2013. A barbearia localizada
quase na esquina da Jerônimo Coelho com a Borges era (ou ainda é) um pedacinho
do passado, no centro de Porto Alegre. A aposentadoria, depois de mais de 60
anos, deve ser um sinal dos novos tempos. Os barbeiros que não irão "guardar
na gaveta suas navalhas", vão migrar para outras barbearias e salões ainda
vivas.
"Oh, fica com o meu
cartão". - disse o meu barbeiro - "Vou estar agora ali na travessa,
perto da saída do cinema". Ali já não é mais exatamente a saída do cinema.
O cinema já fechou praticamente - uma ou duas salas permanecem apenas.
Foto: Instagram - Roberta Malta (http://instagram.com/p/Y5ZFVCCqUN/) |
Os cinemas eram sucesso em 1947,
quando a barbearia abriu. Nos cartazes provavelmente estavam
"Copacabana" - com Groucho
Marx e Carmen Miranda - e “Tarzan e a Caçadora”. Era pós guerra; os Aliados
haviam vencido o Eixo dois anos antes. A geração "baby boom" iria
cortar seus cabelos por ali. Na rua, em frente, deviam passar ou estar
estacionados alguns Ford Mercury, Simca's e Chevrolet's. Talvez movidos à
gasogênio - já que a gasolina estava em falta.
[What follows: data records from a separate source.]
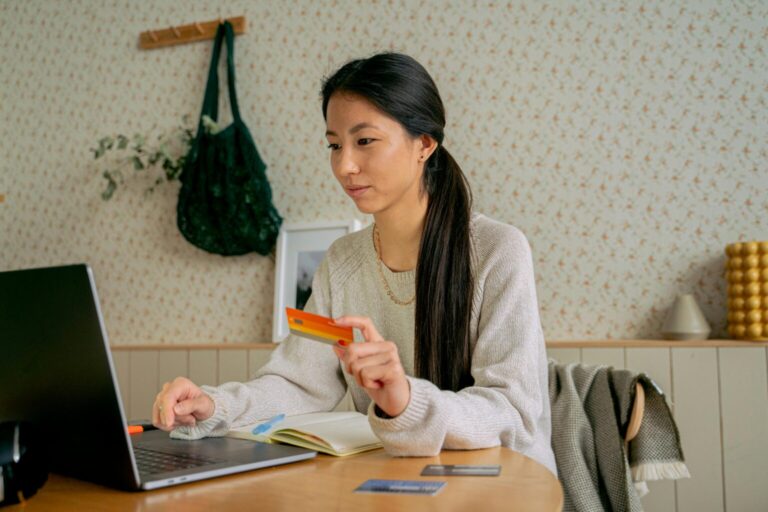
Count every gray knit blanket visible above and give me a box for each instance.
[549,360,690,512]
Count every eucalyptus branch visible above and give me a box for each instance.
[91,115,195,201]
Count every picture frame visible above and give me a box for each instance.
[272,219,362,343]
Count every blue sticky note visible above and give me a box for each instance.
[355,480,445,496]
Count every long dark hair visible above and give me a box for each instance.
[322,53,474,391]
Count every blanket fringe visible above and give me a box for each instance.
[631,461,691,482]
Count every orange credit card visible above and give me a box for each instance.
[285,308,355,347]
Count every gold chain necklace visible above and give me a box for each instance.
[373,224,416,306]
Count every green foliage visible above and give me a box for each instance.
[91,116,195,201]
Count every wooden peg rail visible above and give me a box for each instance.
[139,16,245,50]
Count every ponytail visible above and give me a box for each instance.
[414,144,474,391]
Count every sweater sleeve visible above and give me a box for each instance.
[171,260,346,439]
[368,224,549,456]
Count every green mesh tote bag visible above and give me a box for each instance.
[176,22,282,256]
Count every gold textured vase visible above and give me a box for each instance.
[725,242,768,341]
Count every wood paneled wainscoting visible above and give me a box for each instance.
[112,340,768,512]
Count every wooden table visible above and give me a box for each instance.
[5,448,563,512]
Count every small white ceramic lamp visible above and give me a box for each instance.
[661,294,710,340]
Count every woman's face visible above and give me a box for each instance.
[326,92,434,214]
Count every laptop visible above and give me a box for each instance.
[0,264,317,490]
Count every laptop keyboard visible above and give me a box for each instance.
[133,447,220,475]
Em 1950' os bondes deviam rodar
pelas ruas. "Subir no bonde, descer correndo". Eram os "Anos
Dourados". O DNA era descoberto naqueles tempos. Uruguai ganhou a Copa de
50, mas o Brasil levou a de 1958 - a primeira! O clima ainda era de pós-guerra;
geração Beat se formava, principalmente nos Estados Unidos. Na barbearia deviam
entrar jovens usando jeans para aparar seus topetes.
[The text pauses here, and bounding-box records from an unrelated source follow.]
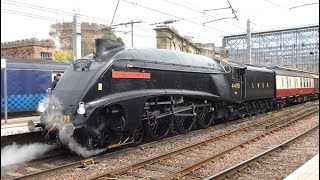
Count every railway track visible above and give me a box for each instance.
[206,125,319,180]
[88,108,318,179]
[2,102,318,179]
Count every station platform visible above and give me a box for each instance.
[1,116,40,136]
[284,153,319,180]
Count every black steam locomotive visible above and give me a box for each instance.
[29,39,279,149]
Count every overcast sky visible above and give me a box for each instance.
[1,0,319,48]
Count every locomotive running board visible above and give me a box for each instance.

Em 1968, quando a barbearia foi
assumida por Ilson Schambeck, nos cinemas estava sendo lançado o clássico
"2001: Uma Odisséia no Espaço". Nas rádios tocava "Se Você
Pensa", do Roberto Carlos; a Jovem Guarda ainda reinava. Nas ruas deviam
rodar alguns já velhos Cadillac's, Belair's e Ford's Victoria; talvez alguns
DKW, Fuscas, Romi-Isettas e Gordinis recém saídos de fábrica. "Sessenta e
oito, um mau tempo talvez"; fora do Brasil acontecia a Guerra do Vietnã.
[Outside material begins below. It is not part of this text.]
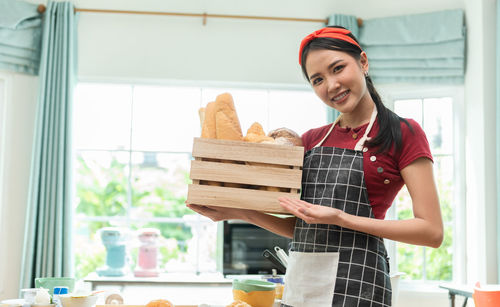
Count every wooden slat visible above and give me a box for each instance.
[187,184,299,213]
[95,305,198,307]
[193,138,304,166]
[190,161,302,189]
A década de 1970 passou sob
ditadura. Um "Porto não muito
alegre". O "milagre brasileiro" acontecia; e a censura da mídia
ao mesmo tempo. Ali pertinho, na esquina democrática, alguns protestos devem
ter acontecido; torturas e violência policial ao mesmo tempo. Mas, "Deu
pra ti anos 70"; alguns hippies devem ter aparado suas madeixas por lá.
Os anos 1980 foram talvez a
"Belle Époque" do rock gaúcho; Engenheiros do Hawaii, TNT,
Taranatiriça, Cascavelletes. Nas ruas protestos novamente; Diretas Já e fim da
ditadura militar. No fim da década caía o Muro de Berlin.
Em 1990' o salão já era antigo. A
revolução digital ia iniciando; no salão velhas cadeiras. Os anos 2000'
passaram também; os barbeiros lá liam seus jornais. 2010' entrou; o salão havia
reduzido de tamanho e o filho do barbeiro fundou um bistrô ao lado da
barbearia.
A barbearia estava toda
reformada, sem perder o estilo mais que clássico. A navalha estava sempre
afiada - e eu confiava totalmente nas mãos dos velhos barbeiros. Terei de
buscar outro túnel do tempo. Talvez ali perto da saída do cinema – enquanto
este também ainda estiver por lá.
Entrando na Barbearia Elegante eu
viajava para as décadas de 1970, 60, 50... juro que as vezes eu via um velho
Ford passando na rua.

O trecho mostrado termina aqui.